I am a Biology teacher. I am a Worship Pastor. Its amazing how many people think these are mutually exclusive terms. "Do you believe in evolution or do you believe in creation, or is it intelligent design?” I get questions like this all the time. Lots of times I want to answer like Jesus did: “I’ll answer your question if you answer mine” then ask them why they don’t demonstrably care for the poor and oppressed in society. You see, that’s the rub. We spend so much time arguing points that don’t matter and we lose sight of what Jesus really wants - for us to have honest relationship with him and to behave like we are part of his family, and I don’t mean to rebel and be the black sheep of it or to be a spoiled little brat who wants everything our way. The Bible was never intended to be a science book. Is there science in it, yes; there is more history than there is science, but its not even a history book. Certainly poetry abounds in the Older Testament, and those books are intended to be poetry, but it is poetry about Yahweh and His activity in our lives. My biology texts locate scientists in time and geographically, but it is neither a history nor a humanities book. Do I believe in evolution? That’s not the question for a scientist. The question is do I have empirical evidence enough to support something or not - its not about belief, its about evidence. I could go into a long diatribe about how evolution is simply the shift in allele frequencies within a population, and that we have real world proof of that, and that the whole speciation argument is not as clean, but that’s not the point. Don’t hear me saying I don’t believe scripture, you’d be way off base there. I could argue science and scripture all day long, but that won’t change anybody’s mind, and that is the point. We need to learn the lessons of scripture as God intended - and those lessons are not found in natural science.

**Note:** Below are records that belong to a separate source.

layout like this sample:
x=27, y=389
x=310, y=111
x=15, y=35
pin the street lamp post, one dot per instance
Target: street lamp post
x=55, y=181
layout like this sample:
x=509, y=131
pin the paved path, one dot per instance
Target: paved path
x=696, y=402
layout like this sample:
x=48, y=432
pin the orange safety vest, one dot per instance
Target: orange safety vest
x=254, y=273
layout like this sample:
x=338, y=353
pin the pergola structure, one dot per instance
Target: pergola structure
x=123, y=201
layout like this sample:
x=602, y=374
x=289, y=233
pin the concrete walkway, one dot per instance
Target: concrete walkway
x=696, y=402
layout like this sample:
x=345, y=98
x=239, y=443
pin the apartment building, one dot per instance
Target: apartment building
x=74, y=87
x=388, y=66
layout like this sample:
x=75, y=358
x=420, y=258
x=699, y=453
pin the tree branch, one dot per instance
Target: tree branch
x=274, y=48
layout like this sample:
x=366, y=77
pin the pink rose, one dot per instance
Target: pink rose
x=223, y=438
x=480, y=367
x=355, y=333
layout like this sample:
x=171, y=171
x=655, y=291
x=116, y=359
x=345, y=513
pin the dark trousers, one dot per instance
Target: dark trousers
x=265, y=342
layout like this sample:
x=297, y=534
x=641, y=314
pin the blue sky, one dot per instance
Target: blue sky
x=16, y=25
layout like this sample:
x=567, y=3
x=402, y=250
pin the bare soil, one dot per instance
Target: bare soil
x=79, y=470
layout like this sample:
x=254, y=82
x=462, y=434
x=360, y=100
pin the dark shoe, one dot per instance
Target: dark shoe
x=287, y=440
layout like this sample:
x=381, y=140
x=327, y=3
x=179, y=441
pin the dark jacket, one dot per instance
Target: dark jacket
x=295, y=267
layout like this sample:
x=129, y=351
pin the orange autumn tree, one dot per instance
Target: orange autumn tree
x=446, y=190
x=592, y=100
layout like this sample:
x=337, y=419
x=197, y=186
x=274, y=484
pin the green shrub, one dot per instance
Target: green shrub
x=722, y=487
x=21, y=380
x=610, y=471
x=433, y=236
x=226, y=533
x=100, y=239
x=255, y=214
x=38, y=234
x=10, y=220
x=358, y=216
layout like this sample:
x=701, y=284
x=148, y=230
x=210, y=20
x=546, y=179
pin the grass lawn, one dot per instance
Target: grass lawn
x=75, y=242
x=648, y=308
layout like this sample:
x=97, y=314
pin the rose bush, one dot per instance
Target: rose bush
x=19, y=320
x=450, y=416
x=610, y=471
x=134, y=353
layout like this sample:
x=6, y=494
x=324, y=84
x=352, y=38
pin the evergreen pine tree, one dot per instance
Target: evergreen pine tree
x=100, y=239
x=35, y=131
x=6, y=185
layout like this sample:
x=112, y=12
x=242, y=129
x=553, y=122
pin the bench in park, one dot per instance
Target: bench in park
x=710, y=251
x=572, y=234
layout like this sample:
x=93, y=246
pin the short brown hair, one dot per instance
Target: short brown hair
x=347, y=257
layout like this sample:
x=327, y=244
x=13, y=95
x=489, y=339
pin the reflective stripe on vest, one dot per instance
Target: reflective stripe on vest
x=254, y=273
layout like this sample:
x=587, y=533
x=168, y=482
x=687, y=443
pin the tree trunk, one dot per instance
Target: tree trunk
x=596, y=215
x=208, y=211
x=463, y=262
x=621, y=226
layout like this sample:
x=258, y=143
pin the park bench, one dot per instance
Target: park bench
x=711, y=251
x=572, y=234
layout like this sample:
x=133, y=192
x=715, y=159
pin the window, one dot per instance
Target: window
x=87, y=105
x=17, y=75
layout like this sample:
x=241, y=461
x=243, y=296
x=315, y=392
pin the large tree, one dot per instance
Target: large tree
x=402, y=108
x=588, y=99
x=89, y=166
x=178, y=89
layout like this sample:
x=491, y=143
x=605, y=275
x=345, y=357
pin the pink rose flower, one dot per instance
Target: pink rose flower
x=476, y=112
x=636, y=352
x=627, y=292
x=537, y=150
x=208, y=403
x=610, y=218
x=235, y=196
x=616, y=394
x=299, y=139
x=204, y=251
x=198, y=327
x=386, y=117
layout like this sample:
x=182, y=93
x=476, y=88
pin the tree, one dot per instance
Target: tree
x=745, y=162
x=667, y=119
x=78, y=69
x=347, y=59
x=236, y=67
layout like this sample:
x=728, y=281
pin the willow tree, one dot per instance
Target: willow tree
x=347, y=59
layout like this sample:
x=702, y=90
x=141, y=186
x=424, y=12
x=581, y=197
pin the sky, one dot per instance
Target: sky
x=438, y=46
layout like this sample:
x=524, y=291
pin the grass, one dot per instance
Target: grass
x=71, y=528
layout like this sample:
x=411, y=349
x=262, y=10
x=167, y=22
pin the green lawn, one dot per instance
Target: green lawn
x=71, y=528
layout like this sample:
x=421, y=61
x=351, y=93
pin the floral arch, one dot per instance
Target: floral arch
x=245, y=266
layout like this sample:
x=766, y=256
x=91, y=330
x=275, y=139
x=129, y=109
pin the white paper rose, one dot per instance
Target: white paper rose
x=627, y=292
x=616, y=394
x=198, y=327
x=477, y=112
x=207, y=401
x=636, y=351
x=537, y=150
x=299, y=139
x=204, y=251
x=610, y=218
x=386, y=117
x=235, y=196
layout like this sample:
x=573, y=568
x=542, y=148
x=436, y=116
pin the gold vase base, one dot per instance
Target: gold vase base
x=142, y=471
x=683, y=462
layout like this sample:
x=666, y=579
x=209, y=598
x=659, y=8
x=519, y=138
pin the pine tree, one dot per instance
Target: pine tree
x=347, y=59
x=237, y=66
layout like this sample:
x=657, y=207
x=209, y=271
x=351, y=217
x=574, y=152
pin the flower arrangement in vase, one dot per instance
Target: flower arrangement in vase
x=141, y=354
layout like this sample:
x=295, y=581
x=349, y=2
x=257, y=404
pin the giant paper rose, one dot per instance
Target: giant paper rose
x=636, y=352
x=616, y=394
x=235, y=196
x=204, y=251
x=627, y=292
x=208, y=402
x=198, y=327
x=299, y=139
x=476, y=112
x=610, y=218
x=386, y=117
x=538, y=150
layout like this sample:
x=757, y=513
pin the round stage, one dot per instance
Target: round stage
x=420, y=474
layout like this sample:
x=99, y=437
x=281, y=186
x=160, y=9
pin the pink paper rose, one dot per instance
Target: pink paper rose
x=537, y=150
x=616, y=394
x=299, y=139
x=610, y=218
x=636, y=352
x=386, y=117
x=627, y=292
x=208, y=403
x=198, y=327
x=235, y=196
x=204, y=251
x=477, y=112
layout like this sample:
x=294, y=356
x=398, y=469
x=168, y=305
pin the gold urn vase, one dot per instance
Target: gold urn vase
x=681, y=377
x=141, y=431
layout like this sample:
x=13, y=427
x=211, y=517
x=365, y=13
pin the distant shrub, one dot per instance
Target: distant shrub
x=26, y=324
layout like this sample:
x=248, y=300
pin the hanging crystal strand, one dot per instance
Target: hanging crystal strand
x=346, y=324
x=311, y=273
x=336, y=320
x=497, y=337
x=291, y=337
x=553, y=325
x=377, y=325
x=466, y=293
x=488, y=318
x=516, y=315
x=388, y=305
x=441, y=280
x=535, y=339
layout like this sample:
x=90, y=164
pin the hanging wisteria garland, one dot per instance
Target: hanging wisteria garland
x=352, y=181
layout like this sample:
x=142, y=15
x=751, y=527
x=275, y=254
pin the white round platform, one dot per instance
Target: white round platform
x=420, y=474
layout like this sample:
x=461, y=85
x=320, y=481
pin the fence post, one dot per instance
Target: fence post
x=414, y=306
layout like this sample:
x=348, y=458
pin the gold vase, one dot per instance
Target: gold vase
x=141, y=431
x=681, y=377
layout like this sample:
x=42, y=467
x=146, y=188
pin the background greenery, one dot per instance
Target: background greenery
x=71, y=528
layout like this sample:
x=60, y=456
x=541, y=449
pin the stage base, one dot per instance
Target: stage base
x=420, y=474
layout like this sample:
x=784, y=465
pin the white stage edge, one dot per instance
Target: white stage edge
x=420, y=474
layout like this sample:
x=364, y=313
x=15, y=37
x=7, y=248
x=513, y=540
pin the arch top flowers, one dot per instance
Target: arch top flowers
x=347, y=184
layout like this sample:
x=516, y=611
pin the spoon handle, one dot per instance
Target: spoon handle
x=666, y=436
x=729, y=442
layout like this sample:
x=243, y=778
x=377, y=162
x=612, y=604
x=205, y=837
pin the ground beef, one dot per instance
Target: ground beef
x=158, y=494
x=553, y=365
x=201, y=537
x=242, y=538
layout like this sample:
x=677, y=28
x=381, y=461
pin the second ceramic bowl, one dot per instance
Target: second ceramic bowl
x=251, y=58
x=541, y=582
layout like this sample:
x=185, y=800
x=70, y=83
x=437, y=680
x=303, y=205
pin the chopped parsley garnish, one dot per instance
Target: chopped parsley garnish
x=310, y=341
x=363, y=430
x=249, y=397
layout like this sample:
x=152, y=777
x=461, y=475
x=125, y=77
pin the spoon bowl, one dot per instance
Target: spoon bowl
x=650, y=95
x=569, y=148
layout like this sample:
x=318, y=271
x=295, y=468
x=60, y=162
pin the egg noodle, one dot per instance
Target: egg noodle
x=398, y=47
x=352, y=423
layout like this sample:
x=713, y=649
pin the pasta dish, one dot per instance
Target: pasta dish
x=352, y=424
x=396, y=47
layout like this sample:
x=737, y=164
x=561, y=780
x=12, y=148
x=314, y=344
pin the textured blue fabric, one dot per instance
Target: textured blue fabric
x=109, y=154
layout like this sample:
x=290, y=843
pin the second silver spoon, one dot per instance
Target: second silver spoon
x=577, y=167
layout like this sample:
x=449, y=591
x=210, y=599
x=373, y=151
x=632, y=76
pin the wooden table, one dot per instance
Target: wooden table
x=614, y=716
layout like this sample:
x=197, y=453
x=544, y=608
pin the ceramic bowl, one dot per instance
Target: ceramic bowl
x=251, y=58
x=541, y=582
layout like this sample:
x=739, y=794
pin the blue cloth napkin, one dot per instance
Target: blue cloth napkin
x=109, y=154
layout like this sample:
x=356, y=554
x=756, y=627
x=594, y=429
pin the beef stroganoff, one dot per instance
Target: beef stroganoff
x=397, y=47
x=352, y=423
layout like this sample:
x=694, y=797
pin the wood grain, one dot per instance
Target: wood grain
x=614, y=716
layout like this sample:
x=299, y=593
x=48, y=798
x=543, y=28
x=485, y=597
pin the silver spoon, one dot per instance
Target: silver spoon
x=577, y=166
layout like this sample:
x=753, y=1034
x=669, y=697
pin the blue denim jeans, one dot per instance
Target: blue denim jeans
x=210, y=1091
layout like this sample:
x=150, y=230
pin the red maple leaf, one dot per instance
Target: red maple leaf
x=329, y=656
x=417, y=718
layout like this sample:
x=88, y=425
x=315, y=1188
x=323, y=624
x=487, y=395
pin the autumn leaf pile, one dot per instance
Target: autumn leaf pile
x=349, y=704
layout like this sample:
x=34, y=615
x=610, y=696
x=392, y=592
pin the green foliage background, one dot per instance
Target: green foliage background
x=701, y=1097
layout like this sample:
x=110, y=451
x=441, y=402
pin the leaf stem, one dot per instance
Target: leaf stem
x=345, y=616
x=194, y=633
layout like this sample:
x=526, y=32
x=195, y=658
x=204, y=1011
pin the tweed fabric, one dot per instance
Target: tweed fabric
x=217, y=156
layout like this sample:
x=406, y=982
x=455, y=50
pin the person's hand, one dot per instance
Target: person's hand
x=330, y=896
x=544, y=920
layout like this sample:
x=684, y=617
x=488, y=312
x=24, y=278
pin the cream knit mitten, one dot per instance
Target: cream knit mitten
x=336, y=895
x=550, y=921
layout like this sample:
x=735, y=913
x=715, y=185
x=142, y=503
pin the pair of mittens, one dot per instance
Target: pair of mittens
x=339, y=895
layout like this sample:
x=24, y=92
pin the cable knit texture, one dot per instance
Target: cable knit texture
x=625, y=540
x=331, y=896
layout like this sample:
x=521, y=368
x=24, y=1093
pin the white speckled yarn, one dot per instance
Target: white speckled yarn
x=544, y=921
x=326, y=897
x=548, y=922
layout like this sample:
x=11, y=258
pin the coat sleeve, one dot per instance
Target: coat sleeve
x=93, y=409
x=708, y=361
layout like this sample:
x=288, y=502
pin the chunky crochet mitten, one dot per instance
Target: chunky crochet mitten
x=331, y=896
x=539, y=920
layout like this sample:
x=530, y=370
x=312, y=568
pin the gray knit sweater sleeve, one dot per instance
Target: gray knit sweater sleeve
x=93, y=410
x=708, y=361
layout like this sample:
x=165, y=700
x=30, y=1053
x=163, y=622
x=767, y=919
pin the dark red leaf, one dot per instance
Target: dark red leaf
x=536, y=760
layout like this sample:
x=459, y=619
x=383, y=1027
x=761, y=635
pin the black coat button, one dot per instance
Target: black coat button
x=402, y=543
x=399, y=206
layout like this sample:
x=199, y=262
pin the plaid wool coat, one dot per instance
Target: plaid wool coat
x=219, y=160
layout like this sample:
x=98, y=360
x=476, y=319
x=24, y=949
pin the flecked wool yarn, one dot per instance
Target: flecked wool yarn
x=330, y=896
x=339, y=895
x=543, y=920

I want to preface this paragraph with the understanding that I am not arguing either side of a literal or figurative reading of the following stories, I am proposing what I believe are more important issues. Take Adam and Eve: in my humble opinion, this is way more about how a loving God acted to have relationship with us and how we chose our own way. By choosing to be "like God," we really messed up life in paradise. It is way more about how God restored relationship than it is about dust and ribs. It is also about how, even at the earliest of our choices of disobedience, God redeemed, in a highly prophetic manner, and by that kept us from bondage to ourselves and to sin in the garden, guiding us to the worship of Him instead of ourselves. Was the Exodus story more about plagues and miracles or about God freeing his people from bondage and oppression - and giving us the option of worshipping Him? The "why" is more important than the "how." Follow Exodus with story after story of us believing we were “god enough” and doing things our ways, ignoring Him. The story turns to God intervening when we chose his way instead of our own and once again, you guessed it, freeing us from our self imposed bondage and into life and freedom in Him. Even when Yahweh applied discipline to His rebellious children, He had already provided the redemption. Yahweh or Yeshua, the story is the same because the God is the same. God loves us enough to let us choose, though He may discipline us when we need it, but it is always His sacrifice that provides a way for redemption and restoration into positive relationship with Him. So is scripture about plagues and miracles, of history and poetry, of Arks and fire from on high? Well, yes - and no.
We do not need the Bible to tell us THAT God is, rather we need it to tell us WHO God is and that He has done everything, even in light of our obstinance,  to have relationship with us. I do not believe God cares if we can “prove” Him or not, I think if we could prove He exists or that He doesn’t, someone would already have done so. The intent of scripture has never been to reason God’s existence to us, but to reveal His desire for relationship with us.